- Canon Commercial Historic District
- U.S. National Register of Historic Places
- U.S. Historic district
- Location: Depot St. between Bond Ave. & Broad St., Canon, Georgia
- Nearest city: Athens, Georgia
- Coordinates: 34°20′46″N 83°06′36″W﻿ / ﻿34.34611°N 83.11000°W
- Area: 4.5 acres (1.8 ha)
- Built: 1879
- Built by: Bowers, W.F.; Bowers, Job
- Architectural style: Colonial Revival, Greek Revival, Georgian Revival
- NRHP reference No.: 85001681
- Designated HD: August 1, 1985

= Canon Commercial Historic District =

Historic district in Georgia, United States

The Canon Commercial Historic District in Canon, Georgia is a 4.5 acre historic district which was listed on the National Register of Historic Places in 1985. The listing included eight contributing buildings.

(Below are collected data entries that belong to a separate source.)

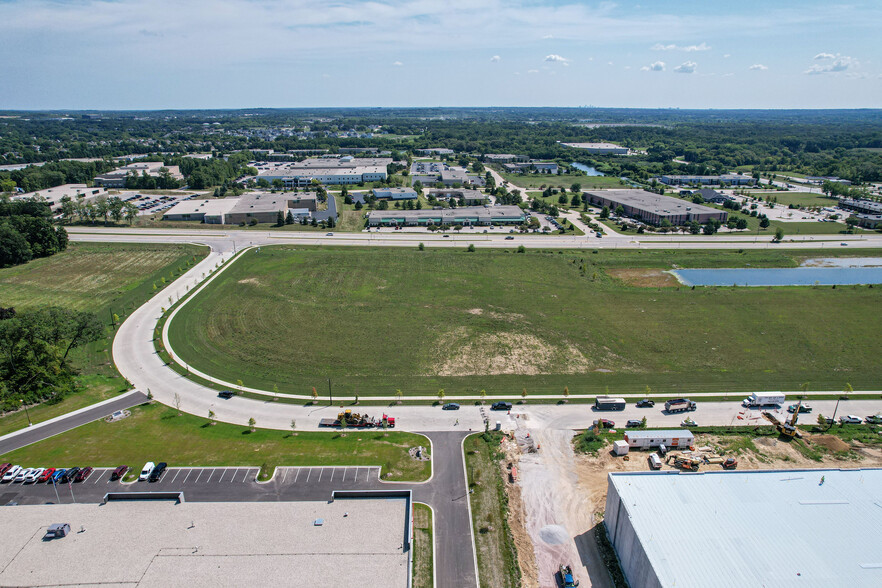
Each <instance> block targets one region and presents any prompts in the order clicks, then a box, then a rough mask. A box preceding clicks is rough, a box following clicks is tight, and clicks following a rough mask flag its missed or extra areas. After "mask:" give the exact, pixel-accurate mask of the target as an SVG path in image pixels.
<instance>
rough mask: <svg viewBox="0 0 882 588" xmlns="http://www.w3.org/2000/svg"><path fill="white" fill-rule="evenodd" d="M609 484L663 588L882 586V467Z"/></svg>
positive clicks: (611, 474) (639, 480) (655, 480)
mask: <svg viewBox="0 0 882 588" xmlns="http://www.w3.org/2000/svg"><path fill="white" fill-rule="evenodd" d="M609 485H610V493H611V494H612V489H613V488H614V489H615V492H616V494H618V496H619V497H620V499H621V502H620V505H621V510H620V511H619V514H618V516H620V517H624V519H623V520H624V521H628V522H629V524H630V525H631V526H633V529H634V532H635V534H636V536H637V538H638V539H639V540H640V543H641V544H642V546H643V549H644V550H645V551H646V556H647V558H648V560H649V563H650V564H651V565H652V568H653V570H654V572H655V574H656V576H657V577H658V579H659V581H660V584H661V585H662V586H725V587H730V586H731V587H732V588H742V587H760V586H797V585H799V586H813V587H814V586H817V587H821V586H824V587H826V586H849V587H851V588H857V587H862V586H866V587H871V586H872V587H876V586H879V585H880V584H882V552H880V540H879V534H878V529H882V508H880V506H879V505H880V504H882V501H880V488H882V470H880V469H864V470H832V469H827V470H764V471H759V470H754V471H744V470H739V471H731V472H724V471H712V472H703V473H698V474H692V473H689V474H681V473H679V472H673V471H671V472H639V473H611V474H610V475H609ZM610 506H612V507H617V506H618V505H616V504H613V505H610V504H609V503H607V507H608V509H607V512H608V515H607V518H608V519H609V518H610V517H612V518H615V517H616V514H615V513H609V507H610ZM826 527H829V528H835V532H834V533H832V534H831V533H830V532H827V531H825V528H826ZM872 529H876V531H873V530H872ZM614 542H615V539H614ZM623 548H626V547H625V546H623ZM630 551H631V553H633V552H635V551H636V550H635V549H631V550H630ZM619 555H620V556H622V555H623V553H620V554H619ZM628 557H630V556H628ZM626 567H627V564H626Z"/></svg>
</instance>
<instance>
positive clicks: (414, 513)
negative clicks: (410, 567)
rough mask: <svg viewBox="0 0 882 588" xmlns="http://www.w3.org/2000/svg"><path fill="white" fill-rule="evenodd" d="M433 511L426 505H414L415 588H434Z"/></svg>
mask: <svg viewBox="0 0 882 588" xmlns="http://www.w3.org/2000/svg"><path fill="white" fill-rule="evenodd" d="M434 542H435V538H434V536H433V532H432V509H431V508H429V507H428V506H426V505H425V504H420V503H416V502H415V503H414V505H413V588H433V586H434V585H435V580H434V575H433V570H434V566H435V562H434V558H433V551H432V547H433V545H434Z"/></svg>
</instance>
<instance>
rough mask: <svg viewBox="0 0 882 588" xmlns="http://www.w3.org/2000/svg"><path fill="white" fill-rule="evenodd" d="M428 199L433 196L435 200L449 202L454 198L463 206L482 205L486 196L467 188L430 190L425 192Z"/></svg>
mask: <svg viewBox="0 0 882 588" xmlns="http://www.w3.org/2000/svg"><path fill="white" fill-rule="evenodd" d="M426 195H427V196H429V197H432V196H434V197H435V198H436V199H437V200H450V199H451V198H455V199H456V200H458V201H462V203H463V204H484V202H485V201H486V200H487V195H486V194H484V193H483V192H481V191H480V190H471V189H468V188H444V189H439V188H432V189H431V190H427V191H426Z"/></svg>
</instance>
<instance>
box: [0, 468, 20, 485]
mask: <svg viewBox="0 0 882 588" xmlns="http://www.w3.org/2000/svg"><path fill="white" fill-rule="evenodd" d="M20 471H21V466H12V467H10V468H7V470H6V473H5V474H3V478H2V480H0V481H2V482H12V481H13V480H14V479H15V477H16V476H17V475H18V472H20Z"/></svg>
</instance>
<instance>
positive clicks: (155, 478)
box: [147, 461, 168, 482]
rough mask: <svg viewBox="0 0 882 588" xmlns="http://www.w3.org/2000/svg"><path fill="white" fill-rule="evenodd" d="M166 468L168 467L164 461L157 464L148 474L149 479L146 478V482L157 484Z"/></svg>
mask: <svg viewBox="0 0 882 588" xmlns="http://www.w3.org/2000/svg"><path fill="white" fill-rule="evenodd" d="M166 467H168V464H167V463H165V462H164V461H161V462H159V463H158V464H156V467H155V468H153V471H152V472H150V477H149V478H147V481H148V482H158V481H159V479H160V478H161V477H162V473H163V472H164V471H165V468H166Z"/></svg>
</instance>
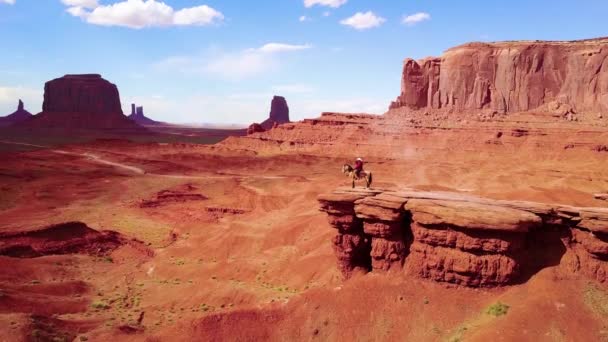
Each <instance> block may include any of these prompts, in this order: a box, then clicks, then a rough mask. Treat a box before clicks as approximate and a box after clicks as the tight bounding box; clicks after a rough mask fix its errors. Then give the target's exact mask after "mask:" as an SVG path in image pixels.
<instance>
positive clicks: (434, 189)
mask: <svg viewBox="0 0 608 342" xmlns="http://www.w3.org/2000/svg"><path fill="white" fill-rule="evenodd" d="M404 57H405V56H404ZM394 72H395V74H400V79H401V92H400V94H394V95H395V100H394V101H393V102H392V103H386V112H385V113H383V114H377V113H335V112H323V113H320V115H319V116H318V117H316V118H307V119H304V120H300V121H292V120H291V119H290V111H289V109H290V108H289V105H288V101H289V97H288V96H279V95H280V94H279V95H276V96H274V97H273V98H268V99H267V101H268V108H269V114H268V117H267V118H265V120H264V121H262V122H258V123H253V122H249V123H247V124H246V125H244V126H243V127H195V126H187V125H177V124H172V123H165V122H160V121H157V120H154V119H152V118H150V117H147V116H146V114H145V112H144V106H146V104H145V103H137V104H133V105H131V109H132V110H131V113H130V115H125V113H124V112H123V109H122V105H123V103H121V95H120V93H119V88H120V84H114V83H112V80H111V79H109V78H108V79H106V78H105V76H103V75H99V74H68V75H65V76H62V77H57V78H55V79H53V80H50V81H48V82H46V84H45V86H44V101H43V105H42V111H41V112H40V113H37V114H35V115H33V114H32V113H30V112H29V111H28V110H27V109H26V108H28V107H27V105H28V104H27V103H24V102H23V101H21V100H19V99H17V98H15V99H14V102H15V104H17V110H16V111H15V112H14V113H12V114H9V115H7V116H6V117H2V118H0V160H1V163H0V268H1V269H2V270H3V271H2V272H0V340H2V341H110V340H115V341H186V340H192V341H224V340H228V341H251V340H263V341H302V340H304V341H316V340H319V341H380V340H382V341H397V340H398V341H454V342H455V341H489V340H492V341H608V287H607V286H608V38H594V39H585V40H576V41H505V42H488V43H482V42H473V43H466V44H463V45H459V46H455V47H453V48H450V49H448V50H447V51H445V52H444V53H443V55H441V56H437V57H428V58H424V59H420V60H414V59H409V58H408V59H406V60H405V61H404V62H403V68H402V69H401V70H399V67H398V66H396V68H395V70H394ZM358 157H362V158H363V159H364V161H365V170H366V172H370V173H371V174H373V180H372V184H371V186H370V187H369V188H366V186H365V182H363V181H361V180H357V182H356V183H355V187H354V188H353V187H352V185H351V181H352V179H351V178H349V177H347V176H346V175H345V174H344V173H343V172H342V168H343V165H344V164H352V163H353V162H354V161H355V159H356V158H358Z"/></svg>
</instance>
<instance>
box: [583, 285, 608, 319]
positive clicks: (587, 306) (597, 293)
mask: <svg viewBox="0 0 608 342" xmlns="http://www.w3.org/2000/svg"><path fill="white" fill-rule="evenodd" d="M584 302H585V304H586V305H587V307H589V308H590V309H591V311H593V312H595V313H597V314H598V315H600V316H602V317H606V316H608V292H606V291H604V290H602V289H601V288H599V287H597V286H596V285H595V284H592V283H589V284H587V287H586V288H585V293H584Z"/></svg>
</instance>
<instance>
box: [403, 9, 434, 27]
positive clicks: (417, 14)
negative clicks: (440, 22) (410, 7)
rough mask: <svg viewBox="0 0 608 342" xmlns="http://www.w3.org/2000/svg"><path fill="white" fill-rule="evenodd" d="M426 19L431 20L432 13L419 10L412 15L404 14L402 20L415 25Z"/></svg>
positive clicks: (408, 25) (407, 23)
mask: <svg viewBox="0 0 608 342" xmlns="http://www.w3.org/2000/svg"><path fill="white" fill-rule="evenodd" d="M425 20H431V15H430V14H428V13H425V12H418V13H414V14H411V15H404V16H403V19H402V20H401V22H402V23H404V24H405V25H408V26H414V25H416V24H418V23H419V22H422V21H425Z"/></svg>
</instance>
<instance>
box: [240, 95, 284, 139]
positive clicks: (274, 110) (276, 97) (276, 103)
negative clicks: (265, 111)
mask: <svg viewBox="0 0 608 342" xmlns="http://www.w3.org/2000/svg"><path fill="white" fill-rule="evenodd" d="M289 122H290V121H289V106H288V105H287V100H285V98H284V97H283V96H276V95H275V96H274V97H273V98H272V101H271V102H270V114H269V116H268V119H266V120H264V121H263V122H262V123H261V124H260V123H257V122H255V123H252V124H251V125H249V127H248V128H247V134H253V133H261V132H265V131H266V130H269V129H272V128H275V127H277V126H278V125H281V124H284V123H289Z"/></svg>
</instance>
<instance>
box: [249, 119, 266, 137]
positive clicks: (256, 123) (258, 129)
mask: <svg viewBox="0 0 608 342" xmlns="http://www.w3.org/2000/svg"><path fill="white" fill-rule="evenodd" d="M262 132H266V130H265V129H264V127H262V125H260V124H259V123H257V122H254V123H252V124H251V125H249V127H247V135H249V134H253V133H262Z"/></svg>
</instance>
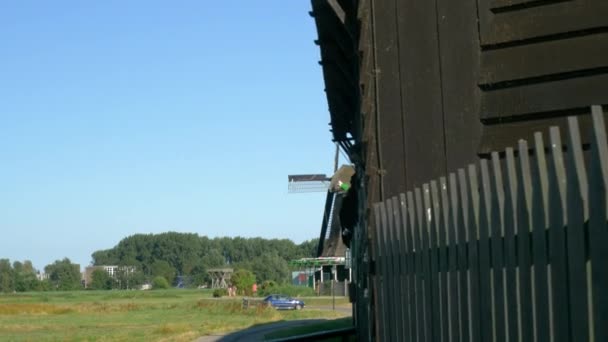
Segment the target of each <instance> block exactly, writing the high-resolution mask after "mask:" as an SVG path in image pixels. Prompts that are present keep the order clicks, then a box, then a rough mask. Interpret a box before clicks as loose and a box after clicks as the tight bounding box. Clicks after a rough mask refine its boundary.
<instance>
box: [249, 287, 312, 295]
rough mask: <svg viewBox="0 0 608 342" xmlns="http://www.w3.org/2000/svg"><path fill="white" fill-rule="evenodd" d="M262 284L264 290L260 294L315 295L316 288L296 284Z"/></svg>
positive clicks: (263, 294)
mask: <svg viewBox="0 0 608 342" xmlns="http://www.w3.org/2000/svg"><path fill="white" fill-rule="evenodd" d="M263 285H264V284H262V290H261V291H259V292H260V296H268V295H271V294H275V293H276V294H284V295H287V296H290V297H313V296H315V295H316V294H315V290H313V289H312V287H307V286H295V285H289V284H288V285H276V284H275V286H267V287H264V286H263Z"/></svg>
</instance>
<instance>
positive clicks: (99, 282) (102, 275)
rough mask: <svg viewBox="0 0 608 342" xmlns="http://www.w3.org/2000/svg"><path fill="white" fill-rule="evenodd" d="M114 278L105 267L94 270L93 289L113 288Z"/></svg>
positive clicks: (93, 271)
mask: <svg viewBox="0 0 608 342" xmlns="http://www.w3.org/2000/svg"><path fill="white" fill-rule="evenodd" d="M112 282H113V279H112V277H110V275H109V274H108V272H106V271H105V270H103V269H99V268H98V269H96V270H93V273H92V274H91V286H90V287H91V289H93V290H110V289H112Z"/></svg>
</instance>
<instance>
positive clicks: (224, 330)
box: [0, 290, 342, 341]
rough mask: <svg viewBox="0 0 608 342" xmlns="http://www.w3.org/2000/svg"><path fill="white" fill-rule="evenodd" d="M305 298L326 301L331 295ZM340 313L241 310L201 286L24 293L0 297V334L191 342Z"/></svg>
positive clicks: (238, 303)
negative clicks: (125, 290)
mask: <svg viewBox="0 0 608 342" xmlns="http://www.w3.org/2000/svg"><path fill="white" fill-rule="evenodd" d="M311 300H312V301H313V302H314V303H315V304H317V305H330V304H331V299H329V300H328V299H324V298H321V299H314V300H313V299H311ZM307 305H308V301H307ZM341 315H342V314H340V313H339V312H332V311H321V310H301V311H276V310H274V309H271V308H257V309H251V310H245V311H244V310H242V309H241V299H240V298H237V299H225V298H220V299H214V298H211V292H209V291H201V290H166V291H79V292H45V293H26V294H11V295H0V336H2V339H3V340H8V341H57V340H61V341H192V340H193V339H195V338H196V337H198V336H202V335H207V334H212V333H219V332H228V331H235V330H240V329H244V328H247V327H249V326H252V325H254V324H261V323H268V322H273V321H279V320H292V319H306V318H336V317H340V316H341Z"/></svg>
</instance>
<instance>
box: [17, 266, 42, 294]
mask: <svg viewBox="0 0 608 342" xmlns="http://www.w3.org/2000/svg"><path fill="white" fill-rule="evenodd" d="M13 274H14V284H15V291H17V292H26V291H32V290H36V289H37V287H38V278H37V277H36V270H35V269H34V266H33V265H32V262H31V261H29V260H25V261H24V262H23V263H21V262H19V261H15V262H13Z"/></svg>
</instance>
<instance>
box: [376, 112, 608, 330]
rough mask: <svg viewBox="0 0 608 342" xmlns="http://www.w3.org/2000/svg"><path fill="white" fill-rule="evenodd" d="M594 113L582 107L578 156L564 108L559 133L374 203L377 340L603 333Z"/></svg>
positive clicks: (604, 145)
mask: <svg viewBox="0 0 608 342" xmlns="http://www.w3.org/2000/svg"><path fill="white" fill-rule="evenodd" d="M604 118H605V116H604V113H603V111H602V109H601V106H596V107H594V108H593V117H592V120H593V129H592V130H591V132H590V136H589V137H588V138H587V139H588V140H589V141H590V142H591V153H592V154H593V157H592V158H589V159H588V160H587V161H585V158H584V157H583V150H582V147H583V145H582V142H581V141H582V140H583V137H582V136H581V134H580V128H579V125H578V120H577V119H576V118H575V117H571V118H568V120H567V121H568V128H567V130H566V134H565V135H563V136H562V135H561V133H560V130H559V129H558V128H557V127H551V128H550V129H549V132H548V133H549V134H547V136H548V137H549V139H548V140H545V139H543V136H542V134H540V133H538V134H536V136H535V138H536V139H535V141H534V142H533V143H532V144H528V142H527V141H524V140H520V141H519V143H518V145H517V149H512V148H509V149H507V151H506V156H505V158H503V159H499V158H498V154H497V153H494V154H492V157H493V158H492V161H491V162H488V161H487V160H482V161H480V162H479V164H470V165H469V166H468V167H467V168H466V169H459V170H458V172H457V173H456V174H454V173H452V174H450V175H449V177H448V178H447V179H446V178H445V177H440V178H439V179H438V180H433V181H431V182H429V183H424V184H423V185H422V187H420V188H415V189H414V191H413V192H408V193H407V194H400V195H399V196H398V197H395V198H392V199H389V200H387V201H384V202H380V203H378V204H376V205H375V208H376V211H377V213H378V215H379V217H380V219H379V220H378V222H377V225H378V245H379V248H381V252H380V255H379V256H378V260H379V261H380V262H381V265H380V269H379V274H378V278H379V279H381V280H382V284H381V285H380V286H381V288H382V295H381V298H382V299H381V301H380V302H379V305H380V306H379V307H377V308H376V311H377V312H378V316H379V317H381V320H380V325H379V326H378V327H377V331H378V333H379V334H378V336H377V337H378V338H379V340H384V341H409V340H412V341H532V340H537V341H551V340H554V341H587V340H591V338H592V337H594V338H595V339H594V340H595V341H600V340H602V341H603V340H605V339H606V338H607V337H608V326H607V325H606V324H605V322H606V318H607V316H606V315H607V312H608V310H607V309H606V304H607V298H608V276H607V274H608V271H607V270H608V265H607V264H606V263H607V260H608V256H607V255H606V248H605V246H606V244H607V243H608V234H607V233H606V232H607V230H606V228H607V226H608V216H607V213H608V210H607V204H608V201H607V200H606V196H607V195H608V193H607V185H608V144H607V142H606V129H605V126H604V125H605V124H604ZM562 146H565V148H562ZM406 241H407V242H406ZM403 264H405V265H403ZM402 266H404V267H405V269H406V270H407V271H406V272H404V273H402V271H401V270H403V269H404V268H402ZM549 270H550V272H549ZM408 280H410V281H408ZM548 294H550V295H548ZM588 298H591V301H589V300H588Z"/></svg>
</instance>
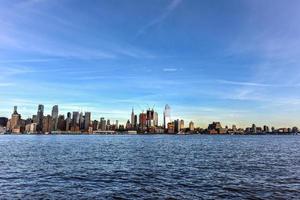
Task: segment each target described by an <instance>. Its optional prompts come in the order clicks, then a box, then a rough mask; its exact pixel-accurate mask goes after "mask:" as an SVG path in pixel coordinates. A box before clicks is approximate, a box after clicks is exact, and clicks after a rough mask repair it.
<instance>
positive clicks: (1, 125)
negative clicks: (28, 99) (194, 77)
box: [0, 104, 298, 134]
mask: <svg viewBox="0 0 300 200" xmlns="http://www.w3.org/2000/svg"><path fill="white" fill-rule="evenodd" d="M171 113H172V109H171V107H170V106H169V105H168V104H166V105H165V107H164V111H163V113H162V114H159V113H158V112H157V111H156V110H154V106H153V107H152V108H150V107H149V108H147V109H145V110H142V111H141V112H135V110H134V108H132V110H131V113H128V116H129V117H128V119H127V120H126V121H124V122H121V121H119V119H116V120H111V119H110V118H106V117H105V116H101V117H100V120H99V118H95V117H93V115H92V112H90V111H82V110H81V111H69V112H67V113H61V112H59V106H58V105H53V107H52V109H51V113H45V106H44V105H43V104H39V105H38V106H37V112H36V114H32V115H31V116H28V117H24V116H23V117H22V114H21V113H20V112H18V106H14V107H13V112H12V114H11V115H10V117H7V118H6V117H3V116H0V122H1V124H0V128H1V130H2V129H3V128H5V129H6V131H8V132H13V133H30V131H29V129H30V130H31V129H32V127H33V131H31V133H45V132H50V133H51V132H53V131H54V132H55V131H59V132H70V133H72V132H73V133H76V132H82V133H93V132H95V131H99V130H100V131H114V133H117V132H118V131H121V132H123V131H138V132H139V133H179V132H182V133H185V132H186V131H188V132H189V133H201V134H203V133H205V134H230V133H231V134H249V133H254V134H256V133H259V134H260V133H277V134H278V133H297V134H298V127H297V126H296V125H293V126H291V127H275V126H274V125H267V124H258V126H257V124H255V123H252V124H251V122H249V124H248V125H247V126H245V127H240V126H237V125H236V124H231V125H228V124H225V125H224V127H225V128H224V127H222V125H221V124H222V122H218V121H212V122H210V123H208V124H206V126H198V125H197V124H196V123H195V122H194V121H185V119H184V118H172V117H171V116H172V114H171ZM160 116H162V117H160ZM159 119H161V120H159ZM159 121H162V123H159ZM45 123H46V124H47V125H46V127H47V128H46V129H45V127H43V126H44V124H45ZM103 123H104V124H103ZM249 125H251V126H249ZM77 126H78V127H77ZM103 126H104V128H103ZM13 127H17V129H15V130H18V131H15V132H14V128H13ZM25 127H26V129H25ZM27 127H28V130H27ZM66 127H68V128H66ZM76 127H77V128H78V129H76ZM175 127H176V128H175ZM191 127H192V128H191ZM5 129H4V130H5ZM63 129H64V130H63ZM90 129H91V130H90ZM169 130H171V131H169ZM196 130H197V131H196ZM2 131H3V130H2Z"/></svg>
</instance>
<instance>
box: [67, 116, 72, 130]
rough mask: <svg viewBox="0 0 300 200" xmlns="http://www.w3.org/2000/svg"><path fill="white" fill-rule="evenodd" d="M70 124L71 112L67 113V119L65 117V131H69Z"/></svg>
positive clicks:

It includes the Canon Hotel, a two-story Georgian Revival-style building. and the W.F. Bowers Building, a one-story brick building built in the early 1890s, which, in 1985, had a "deteriorated Greek Revival-style porch at the Depot Street level that is supported by square brick columns. The central portal has a glass transom and a segmental arch and is flanked by a window on each side and four square brick wall pilasters. The porch has square wood columns and a wooden balustrade supported by square brick pillars."